Competitor Monitor is a web application to monitor product competitors on Amazon.
The application has the following dependencies: Git, Rails, Redis (for sidekiq) and RVM is recommended. Assuming git is already installed:
-
Install Redis, start the server and check that it works
-
Install Ruby 2.4.0
rvm install 2.4.0
-
Install Bundler
rvm gemset use global gem install bundler
-
Clone repository to local machine
git clone https://github.com/durnin/competitor_monitor.git
-
Install application dependencies
cd competitor_monitor # should create new gemset in rvm bundle install
-
Create DB with seed data
rake db:setup
-
Add to crontab the application background jobs with:
whenever --update-crontab
To run in development, open a terminal, go to the application folder, then:
rails s
You'll also need to run sidekiq on a different terminal:
sidekiq -q default -q mailers
You can now access application at http://localhost:3000
For development the following tools were used:
- Front-end: Rails, Bootstrap 4, FontAwesome
- View templates: HAML
- DB: SQLite3
- Code smells, linting, code analyzer: Rubocop, Bullet, Reek, Rails Best Practices, HAML Lint, Flay. All of this run with Pronto on git-precommit callback.
- Debug: Byebug, Coderay
For testing RSpec was used as testing framework including the following tools:
- RSpec-Rails
- Faker: For fake data on tests
- FactoryGirl: Much cleaner way than fixtures
- Capybara: For feature tests
- Database-Cleaner: To clean DB before/after tests
- Simplecov: To check test coverage
- Webmock: To mock web requests
- VCR: To record http requests on integration tests
Mainly BDD using red - green - refactor cycle with very occasionally one off tests.
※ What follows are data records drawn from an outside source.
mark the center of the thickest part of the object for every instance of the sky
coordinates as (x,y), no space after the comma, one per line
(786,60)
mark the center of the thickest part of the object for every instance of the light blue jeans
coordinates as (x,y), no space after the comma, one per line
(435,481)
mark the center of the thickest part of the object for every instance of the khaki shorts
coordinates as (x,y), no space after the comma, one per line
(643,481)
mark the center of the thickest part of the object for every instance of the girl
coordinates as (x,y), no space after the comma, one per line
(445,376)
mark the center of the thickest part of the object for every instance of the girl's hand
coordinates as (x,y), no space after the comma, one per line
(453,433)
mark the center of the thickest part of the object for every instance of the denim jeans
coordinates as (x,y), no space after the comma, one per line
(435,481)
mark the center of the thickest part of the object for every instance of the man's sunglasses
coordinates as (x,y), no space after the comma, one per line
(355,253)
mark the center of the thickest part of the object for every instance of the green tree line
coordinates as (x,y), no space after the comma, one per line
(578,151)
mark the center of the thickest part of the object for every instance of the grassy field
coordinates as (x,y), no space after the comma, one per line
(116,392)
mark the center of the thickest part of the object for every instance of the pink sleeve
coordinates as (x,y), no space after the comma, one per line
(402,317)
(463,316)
As mentioned before front-end is just plain Rails with Bootstrap4 and FontAwesome. Bootstrap4 is still in beta but I found some issues in the way so I went back to alpha6.
Just two models were created:
- Group: Each group can have up to 8 competitors, there could only be 10 groups in the system at the same time
- Competitor: Records all the information for a product of a competitor (including link/asin and all details)
To get data from Amazon Mechanize gem was used for 2 reasons:
- Uses nokogiri under the hood which is fast
- Does cookie handling, which is needed for cart management
A scraper library was made under /lib folder that scrapes one product. A competitor decorator class wraps the call to this library and saves the data, and finally a service class was made to fetch data for all the competitors products of a group.
This service class is called from within a background job (a rake task under /tasks folder that iterates on all groups) that executes daily.
Background job processing is done through sidekiq. The idea behind having a service that extracts data per group is that many jobs are enqueued so that we can get better performance. There's a couple of problems with this right now:
- SQLite doesn't support very well concurrency (locks entire db for updates)
- Can't do too much concurrency because Amazon could detect application as a bot for the many requests.
For the purposes of saving the history of changes on competitors there were some good alternatives like audit gem but I chose paper_trail for the built-in functionality it provided.
The 2 key concepts on this were:
- Making sure that every time I fetch data for a competitor (which is once a day) paper_trail would generate a new version. I did this by using:
competitor.update_attributes(new_from_amazon.merge(updated_at: Time.now))
- Accessing last version changeset to get changes from last version to current one.
Also in case we wanted to limit the history size of the product to just the last one, paper_trail has an option to limit the size of versions it stores.
Notifications were done using ActionMailer. A helper module was made to encapsulate the code of getting the latest changes of all groups.
Right now the user email is a configuration on secrets.yml. On a many-user system it would use the user email.
The mailer call is made through a rake task that is also called daily (and is enqueued on sidekiq).
For the purposes of testing the functionality letter_opener gem was installed. Once a mail is delivered, you can access web interface at: http://localhost:3000/letter_opener/
To force data extraction, open a terminal on the application folder and run:
rake amazon:scrape_groups
To force notifications to user (after extracting some data), open a terminal on the application folder and run:
rake notifications:user_latest_changes
You can then check new email with changes at: http://localhost:3000/letter_opener/ Note that first email will show everything as a difference (because there were no previous data on the system, but after another data extraction, new notification should show minimal changes.
As mentioned before background jobs are processed by sidekiq and tasks are scheduled using cron through whenever gem.
To run all tests run:
rspec
To access coverage information go to the coverage folder and access index.html using a browser.
- Add User model to make the application many-user. User Devise for registration and authentication.
- Add more validations on competitor CRUD operations, specially once a competitor has history data.
- Amazon has different types of detail pages which differ in how they should be scraped, I only covered some of them but a deeper analysis is required to cover all cases.
- Change DB for PostgreSQL to get better performance.
- Rotate IP's using a list of proxy servers so that application doesn't get banned for scraping.
- Add more tests in general. In most of the cases the happy path was tested and very few alternative paths.